Mencermati
Strategi Pengkaderan Anggota NII
Oleh Encon Rahman, S.Pd*)
Seiring mencuatnya beragam
kasus teroris, dugaan praktik pencucian otak, dan orang hilang, eksistensi gerakan
Negara Islam Indonesia (NII) kembali diperbincangkan.
Menurut ketua Forum Ulama Umat Islam
(FUUI) KH Atian Ali Da’i sebagaimana dilansir media, NII sudah melebarkan
jaringannya hingga ke kampus Institut Teknologi Bandung (ITB), Universitas
Pendidikan Indonesia (UPI), STT Telkom, Politeknik Bandung, dan Universitas
Padjadjaran (Unpad). Bahkan menurut dia ada sekitar 200 mahasiswa di salah satu
PTN, drop out (DO) karena tidak luliah dan tidak membayar SPP yang diduga akibat pengaruh NII.
Maraknya pembahasan NII
belakangan ini, mengingatkan saya pada lima belas tahun lalu. Dimana pada saat
itu, saya nyaris menjadi kader anggota NII. Adapun kronologisnya, sejak lulus
Sekolah Pendidikan Guru Negeri (SPGN) di Majalengka tahun 1992, saya merantau
ke Bandung. Di Bandung saya bekerja, sambil kuliah di Fakultas Keguruan dan
Ilmu Pendidikan (FKIP) di salah satu PT swasta di Bandung.
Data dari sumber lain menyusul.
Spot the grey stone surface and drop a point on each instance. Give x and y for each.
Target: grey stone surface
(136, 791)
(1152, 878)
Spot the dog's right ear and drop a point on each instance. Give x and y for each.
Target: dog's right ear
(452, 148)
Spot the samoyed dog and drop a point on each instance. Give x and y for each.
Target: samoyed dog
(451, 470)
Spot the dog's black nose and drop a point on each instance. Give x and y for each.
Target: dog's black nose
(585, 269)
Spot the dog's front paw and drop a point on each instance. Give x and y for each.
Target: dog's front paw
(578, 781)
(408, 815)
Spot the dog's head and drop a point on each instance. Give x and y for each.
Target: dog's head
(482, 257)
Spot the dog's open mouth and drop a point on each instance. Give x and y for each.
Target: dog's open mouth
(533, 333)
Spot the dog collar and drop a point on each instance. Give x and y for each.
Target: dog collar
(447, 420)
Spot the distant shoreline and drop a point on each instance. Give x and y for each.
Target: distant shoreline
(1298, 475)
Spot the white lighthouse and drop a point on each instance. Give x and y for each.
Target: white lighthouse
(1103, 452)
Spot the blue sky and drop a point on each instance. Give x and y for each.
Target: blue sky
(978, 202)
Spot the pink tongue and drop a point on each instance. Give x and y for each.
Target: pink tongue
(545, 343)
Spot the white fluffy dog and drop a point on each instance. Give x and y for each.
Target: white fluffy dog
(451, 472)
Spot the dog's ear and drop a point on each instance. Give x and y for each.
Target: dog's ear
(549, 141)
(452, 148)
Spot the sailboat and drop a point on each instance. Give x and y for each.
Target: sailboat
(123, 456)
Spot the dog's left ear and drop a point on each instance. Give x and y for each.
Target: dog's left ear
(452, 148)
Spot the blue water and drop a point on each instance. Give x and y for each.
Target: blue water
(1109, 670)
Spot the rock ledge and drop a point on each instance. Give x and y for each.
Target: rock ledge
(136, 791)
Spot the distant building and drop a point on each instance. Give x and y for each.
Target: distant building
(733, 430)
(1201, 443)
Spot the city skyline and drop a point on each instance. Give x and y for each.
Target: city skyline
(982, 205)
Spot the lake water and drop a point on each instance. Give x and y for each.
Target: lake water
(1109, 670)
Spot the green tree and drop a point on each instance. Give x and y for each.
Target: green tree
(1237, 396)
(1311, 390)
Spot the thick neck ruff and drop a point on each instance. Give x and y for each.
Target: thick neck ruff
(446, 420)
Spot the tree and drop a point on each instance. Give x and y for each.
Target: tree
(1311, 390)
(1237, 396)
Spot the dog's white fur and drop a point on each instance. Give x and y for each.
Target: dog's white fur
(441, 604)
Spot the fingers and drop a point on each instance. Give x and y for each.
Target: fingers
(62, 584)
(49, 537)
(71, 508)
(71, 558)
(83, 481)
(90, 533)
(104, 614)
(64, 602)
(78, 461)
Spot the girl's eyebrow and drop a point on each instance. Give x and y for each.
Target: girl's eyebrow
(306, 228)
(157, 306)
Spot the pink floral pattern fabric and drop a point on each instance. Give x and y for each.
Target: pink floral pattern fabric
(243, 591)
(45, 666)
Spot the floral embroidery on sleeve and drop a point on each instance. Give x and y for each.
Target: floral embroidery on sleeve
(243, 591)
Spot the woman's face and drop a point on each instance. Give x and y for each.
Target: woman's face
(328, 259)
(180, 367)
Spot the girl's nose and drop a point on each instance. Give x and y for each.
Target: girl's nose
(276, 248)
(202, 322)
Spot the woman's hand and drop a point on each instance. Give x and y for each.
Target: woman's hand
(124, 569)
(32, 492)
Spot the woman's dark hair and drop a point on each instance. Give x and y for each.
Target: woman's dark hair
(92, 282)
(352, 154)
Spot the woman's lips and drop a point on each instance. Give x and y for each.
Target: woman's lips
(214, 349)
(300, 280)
Pada suatu hari seorang rekan
mahasiswa jurusan FISIP mengajak saya berdiskusi tentang keagamaan. Perbincangan
itu kami lakukan selepas melaksanakan salat asar berjamaah di mesjid kampus. Saya
pun melayaninya dengan penuh konsentrasi. Dari diskusi sepuluh menit itu, ujungnya
ia mengajak saya untuk ikut pengajian, yang konon katanya pengajian rutin
dilaksanakan DKM mesjid kampus setiap hari Sabtu bada asar pukul 16.30 WIB.
Gayung bersambut, ajakan itu
saya respon positif. Pada hari H-nya saya datang memenuhi undangan rekan
tersebut. Pengajian awal kami lakukan di ruang DKM. Dalam prediksi saya ruangan
DKM bakal sesak dipenuhi oleh mahasiswa yang ikut pengajian. Namun, kenyataannya
tidak demikian. Setibanya di ruang DKM, saya hanya menemukan tiga orang mustami
(jamaah). Dua orang ahwat (perempuan), dan saya sendiri. Kedua orang ahwat itu
merupakan mahasiswa Fakultas Teknik di kampus yang sama.
Saya mengetahui identitas
mereka, setelah kami diperkenalkan oleh orang yang menjadi ustaz pada saat itu.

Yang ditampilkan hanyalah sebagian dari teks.